How and why omnichannel has become the new standard
So what is the new normal, anyway?
You’d have to be living under a rock to not know that retail as we used to know it has undergone tectonic changes in the last decade. We’ve seen established retail giants wither and shrink as e-commerce has come to dominate the scene.
But let’s not bury brick & mortar retail just yet. Shoppers will always want to shop in an actual store. Because for all it can do, e-commerce cannot replicate the essential social, hands-on, interpersonal experience of a shopping trip. And there are still lots of brick and mortar options for customers to choose from.
Retailers who want to thrive in the 21st century will have to take advantage of the best of both worlds, digital and brick & mortar. Reach your customers online, communicate with them, and drive them into your location(s). Let technology enable you to provide the smoothest, most enjoyable, most seamless shopping experience possible, in any venue.
That, in a nutshell, is the new normal.
What being omnichannel means for your business
Here’s something to think about. In 2016, shoppers’ expectation of delivery was 2.6 days; this year it’s 1 day (or even less!) To achieve that result requires a frictionless, fast and superior interface at each touchpoint. It takes a data strategy, a content team, discipline and a lot of work. What we learned from Jeff Bezos is that the best customer service means the customer doesn’t even need to contact the retailer because that retailer has proactively solved his question.
Today’s most forward-looking retailers aren’t thinking SEO but about ZUI — Zero User Interface.

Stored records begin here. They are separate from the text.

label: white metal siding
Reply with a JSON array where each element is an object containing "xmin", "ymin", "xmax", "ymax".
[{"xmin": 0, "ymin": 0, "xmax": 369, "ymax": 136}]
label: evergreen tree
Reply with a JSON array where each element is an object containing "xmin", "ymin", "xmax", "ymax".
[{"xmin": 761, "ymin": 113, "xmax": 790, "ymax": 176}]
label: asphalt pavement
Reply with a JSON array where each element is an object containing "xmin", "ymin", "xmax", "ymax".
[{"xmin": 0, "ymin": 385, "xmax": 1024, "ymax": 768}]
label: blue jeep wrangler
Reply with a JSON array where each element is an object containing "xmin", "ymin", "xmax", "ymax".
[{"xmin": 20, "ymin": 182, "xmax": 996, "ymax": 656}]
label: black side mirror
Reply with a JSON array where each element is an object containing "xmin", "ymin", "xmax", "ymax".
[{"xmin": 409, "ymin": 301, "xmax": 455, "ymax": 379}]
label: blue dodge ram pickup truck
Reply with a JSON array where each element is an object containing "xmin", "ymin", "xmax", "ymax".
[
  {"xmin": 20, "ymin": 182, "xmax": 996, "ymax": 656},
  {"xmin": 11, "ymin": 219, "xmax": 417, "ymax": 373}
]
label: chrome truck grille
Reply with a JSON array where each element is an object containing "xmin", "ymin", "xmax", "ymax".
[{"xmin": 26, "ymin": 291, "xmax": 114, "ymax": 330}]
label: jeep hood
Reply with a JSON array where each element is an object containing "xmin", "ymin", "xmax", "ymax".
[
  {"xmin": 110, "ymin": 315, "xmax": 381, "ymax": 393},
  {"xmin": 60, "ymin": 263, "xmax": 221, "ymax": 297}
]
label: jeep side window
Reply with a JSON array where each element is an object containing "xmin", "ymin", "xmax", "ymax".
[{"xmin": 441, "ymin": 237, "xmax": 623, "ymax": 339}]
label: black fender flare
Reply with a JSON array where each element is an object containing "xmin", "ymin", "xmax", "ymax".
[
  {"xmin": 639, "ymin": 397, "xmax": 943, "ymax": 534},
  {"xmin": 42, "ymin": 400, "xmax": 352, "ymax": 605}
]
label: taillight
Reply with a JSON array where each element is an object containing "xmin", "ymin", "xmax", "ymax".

In other words, the ultimate customer convenience. Needless to say, Amazon is everyone’s prime example of the omnichannel business model. It’s certainly the biggest, but it’s not the only one. More and more businesses are jumping on the omnichannel wagon every day, and you don’t have to be huge to manage it. It’s a good bet that even your local pizza place offers online ordering and in-store pickup.
A couple of shining examples of omnichannel right now
If you want to see the ultimate in omnichannel marketing, take a look at what Samsung has done. In 2016 they opened Samsung 837 the first-of-its-kind cultural destination/digital playground/gallery/event space in the uber-hip Meatpacking District in New York City. There visitors can try out a dozen VR experiences, get some tech help for their devices, enjoy a meal, attend an event or performance, or immerse themselves in a live DJ show, all the while learning everything possible about Samsung products. Little or nothing is actually for sale at the location, but you can be pretty sure that many of the visitors to 837 will be buying Samsung products soon after.
Story — that NYC hybrid online/brick & mortar business that reads like a magazine, displays like a gallery, and sells like a store — takes a totally different approach. Each 6-8 weeks, they feature a different theme, idea or product group. Visitors to their website can read editorial content about various displays and products and then go into the store to see, try and buy.
Retail is moving forward with omnichannel — don’t get left behind
Research is showing that convenience is the main driver behind much of the upheaval in retail now. From the viewpoint of your bottom line, a sale is a sale, regardless of where it happens. Omnichannel retailing provides your customers with a total, seamless experience regardless of where they encounter your business. Without it, you just don't survive.
And if you want to do more than survive — if you want to thrive — you will have to step up your game and create a unique experience and feeling. This is where technology comes in as a tool and facilitator. And when we say unique, we mean stress-free.
In our last Shopping Tour-related post we spoke about “invisible technology.” Things like chatbots for expediting online transactions, in-store electronic kiosks to interactively engage customers, even the data you gather about your customers’ buying habits, all contribute to your ability to provide better service and products.
As we said at the top, retail is not dead, it's just transforming MASSIVELY. Going omnichannel will allow you to transform along with it.